Brian turned and stared into familiar blue eyes in a face that he thought he might never see again. “Justin,” he whispered.
“My plane was late or I would have met you several streets back,” Justin said breathlessly as he ran across the road dodging the people walking in the parade. Ben steered them all towards the side of the street.
“What the fuck are you doing here?” Brian began with a frown.
“I thought I’d surprise you,” Justin said with a wary look on his face.
“You knew he was coming?” Brian asked Michael.
“Yeah, we arranged this.”
“To torture me?”
“Fuck no, Brian,” Michael stated. “I thought it would be fun, and this way we could make sure you were here when Justin arrived.”
Brian shook his head and stared at the man he knew he loved. Justin moved closer and stood on his tiptoes to kiss Brian’s cheek.
“What’s that for?” Brian asked.
“Your T-shirt says to kiss you.” This was not at all the reaction that Justin had been expecting.
“And yours says I Love Irish Boys.”
“Yeah,” Justin said with a smile. “I saw it at the airport and I couldn’t resist.”
“Is that right?”
“I guess it should say I Love One Particular Irish Boy.”

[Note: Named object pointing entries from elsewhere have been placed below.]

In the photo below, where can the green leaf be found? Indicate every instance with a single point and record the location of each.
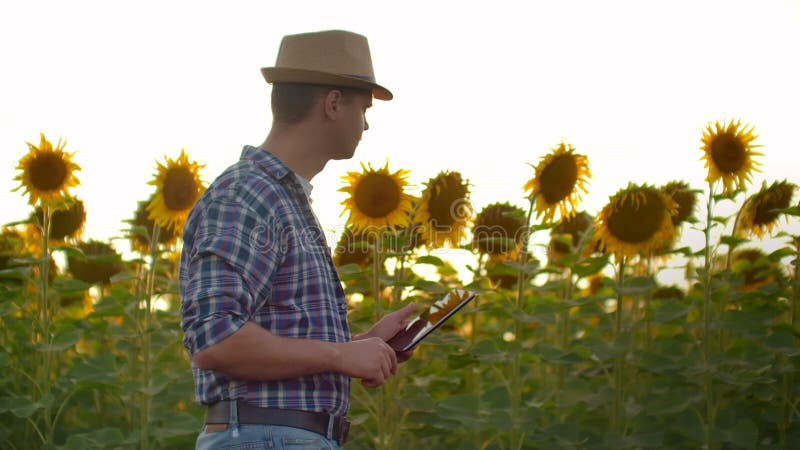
(791, 211)
(103, 438)
(70, 285)
(732, 241)
(590, 266)
(781, 253)
(529, 268)
(555, 355)
(430, 259)
(71, 252)
(176, 423)
(460, 361)
(783, 341)
(430, 287)
(20, 406)
(744, 434)
(122, 276)
(62, 341)
(636, 286)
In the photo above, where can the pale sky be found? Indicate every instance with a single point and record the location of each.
(480, 87)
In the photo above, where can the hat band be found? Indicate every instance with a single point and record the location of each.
(362, 77)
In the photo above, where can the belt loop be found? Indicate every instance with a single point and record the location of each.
(331, 421)
(233, 417)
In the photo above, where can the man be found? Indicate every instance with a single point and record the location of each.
(263, 310)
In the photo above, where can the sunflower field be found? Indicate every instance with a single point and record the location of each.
(570, 344)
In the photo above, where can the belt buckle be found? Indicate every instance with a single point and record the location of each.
(344, 428)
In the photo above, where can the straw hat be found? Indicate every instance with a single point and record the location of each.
(335, 58)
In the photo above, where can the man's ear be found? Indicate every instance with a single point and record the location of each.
(332, 103)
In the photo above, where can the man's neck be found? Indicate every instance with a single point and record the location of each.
(298, 149)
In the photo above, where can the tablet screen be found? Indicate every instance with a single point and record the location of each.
(435, 315)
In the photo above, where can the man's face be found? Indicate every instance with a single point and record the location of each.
(354, 122)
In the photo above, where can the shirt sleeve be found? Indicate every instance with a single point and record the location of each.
(227, 273)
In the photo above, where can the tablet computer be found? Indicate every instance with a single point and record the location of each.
(431, 319)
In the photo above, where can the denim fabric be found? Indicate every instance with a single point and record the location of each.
(264, 437)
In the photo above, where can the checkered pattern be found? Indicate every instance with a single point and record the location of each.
(253, 251)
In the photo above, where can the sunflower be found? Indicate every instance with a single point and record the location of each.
(140, 239)
(758, 214)
(574, 227)
(65, 222)
(559, 182)
(101, 263)
(637, 219)
(684, 197)
(445, 205)
(47, 173)
(377, 199)
(729, 154)
(498, 230)
(178, 187)
(500, 274)
(352, 249)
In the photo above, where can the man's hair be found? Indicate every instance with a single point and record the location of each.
(292, 102)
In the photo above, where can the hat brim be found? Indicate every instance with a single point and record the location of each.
(286, 75)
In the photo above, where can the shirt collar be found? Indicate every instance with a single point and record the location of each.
(305, 184)
(266, 161)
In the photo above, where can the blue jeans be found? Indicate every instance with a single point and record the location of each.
(235, 436)
(239, 437)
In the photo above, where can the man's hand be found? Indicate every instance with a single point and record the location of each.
(370, 359)
(389, 325)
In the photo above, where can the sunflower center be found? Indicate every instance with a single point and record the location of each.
(728, 152)
(179, 189)
(558, 179)
(633, 223)
(48, 171)
(377, 195)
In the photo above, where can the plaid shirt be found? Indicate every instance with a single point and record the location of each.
(253, 250)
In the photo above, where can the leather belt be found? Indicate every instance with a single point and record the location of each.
(320, 423)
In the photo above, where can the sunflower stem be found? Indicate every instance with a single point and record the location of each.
(517, 436)
(706, 311)
(376, 275)
(616, 417)
(564, 336)
(144, 435)
(45, 310)
(788, 378)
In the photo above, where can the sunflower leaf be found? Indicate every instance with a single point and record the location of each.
(71, 252)
(721, 220)
(683, 251)
(781, 253)
(791, 211)
(30, 220)
(70, 285)
(430, 259)
(530, 268)
(122, 276)
(732, 241)
(430, 287)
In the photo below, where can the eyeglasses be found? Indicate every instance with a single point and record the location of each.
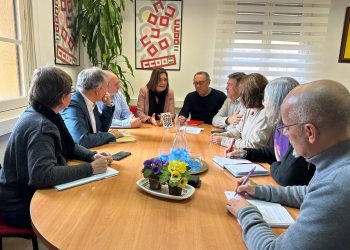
(199, 83)
(282, 128)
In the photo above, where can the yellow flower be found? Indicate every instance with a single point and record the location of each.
(183, 182)
(175, 176)
(177, 166)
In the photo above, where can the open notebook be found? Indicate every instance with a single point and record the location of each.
(240, 167)
(273, 213)
(109, 173)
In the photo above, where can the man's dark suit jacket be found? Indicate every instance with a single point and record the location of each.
(77, 119)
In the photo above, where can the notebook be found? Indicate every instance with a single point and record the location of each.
(123, 139)
(194, 122)
(191, 130)
(240, 167)
(109, 173)
(273, 213)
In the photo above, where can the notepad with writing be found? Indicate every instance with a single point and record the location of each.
(240, 167)
(109, 173)
(191, 130)
(194, 122)
(274, 214)
(124, 139)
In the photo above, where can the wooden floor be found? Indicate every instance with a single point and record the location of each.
(20, 244)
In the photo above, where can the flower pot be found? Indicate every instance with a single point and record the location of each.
(154, 184)
(175, 190)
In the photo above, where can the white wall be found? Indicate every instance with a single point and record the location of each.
(198, 31)
(332, 69)
(43, 19)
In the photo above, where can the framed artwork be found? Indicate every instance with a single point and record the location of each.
(65, 50)
(344, 55)
(158, 34)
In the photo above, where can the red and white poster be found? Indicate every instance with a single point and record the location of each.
(66, 52)
(158, 29)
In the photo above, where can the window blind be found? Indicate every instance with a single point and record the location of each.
(275, 38)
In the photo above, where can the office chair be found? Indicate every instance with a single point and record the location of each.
(9, 231)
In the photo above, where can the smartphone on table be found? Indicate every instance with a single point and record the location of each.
(120, 155)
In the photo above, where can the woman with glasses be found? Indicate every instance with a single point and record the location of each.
(39, 147)
(287, 168)
(253, 130)
(155, 98)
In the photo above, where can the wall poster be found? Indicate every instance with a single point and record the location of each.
(158, 26)
(66, 52)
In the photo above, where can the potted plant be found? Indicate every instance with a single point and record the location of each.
(99, 23)
(176, 175)
(152, 170)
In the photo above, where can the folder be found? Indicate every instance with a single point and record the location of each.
(109, 173)
(240, 167)
(273, 213)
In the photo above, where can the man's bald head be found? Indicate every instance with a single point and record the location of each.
(324, 103)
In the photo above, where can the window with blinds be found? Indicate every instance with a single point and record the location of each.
(274, 38)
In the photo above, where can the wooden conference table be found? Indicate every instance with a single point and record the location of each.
(115, 214)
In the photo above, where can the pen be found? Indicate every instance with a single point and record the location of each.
(231, 147)
(245, 179)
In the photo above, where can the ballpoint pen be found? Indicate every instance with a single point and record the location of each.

Brian gave him a quizzical look, but there was a twinkle in his eye as he said, “Shouldn’t that be Irish Man?”
Justin smiled at that. “You are glad to see me, aren’t you?” Justin asked uncertainly.
Before Brian could answer a voice spoke up. “Hey, I thought we were going to hook up,” the handsome Irishman said as he stepped into the street.
“Fuck off!” Brian ordered.
“Hey, you indicated…”
“You’re too late. I’ve got what I want,” Brian stated as he took Justin’s hand. “We’ve wasted too much time already. Let’s go home.”
“I thought you’d never ask,” Justin said with a big grin.
“Fucking asshole!” the Irishman yelled after them.
“Yeah, but he’s my asshole,” Justin yelled back.
“And don’t you forget it,” Brian ordered as they ran to the next street over and hailed a passing cab. They couldn’t get to the loft fast enough.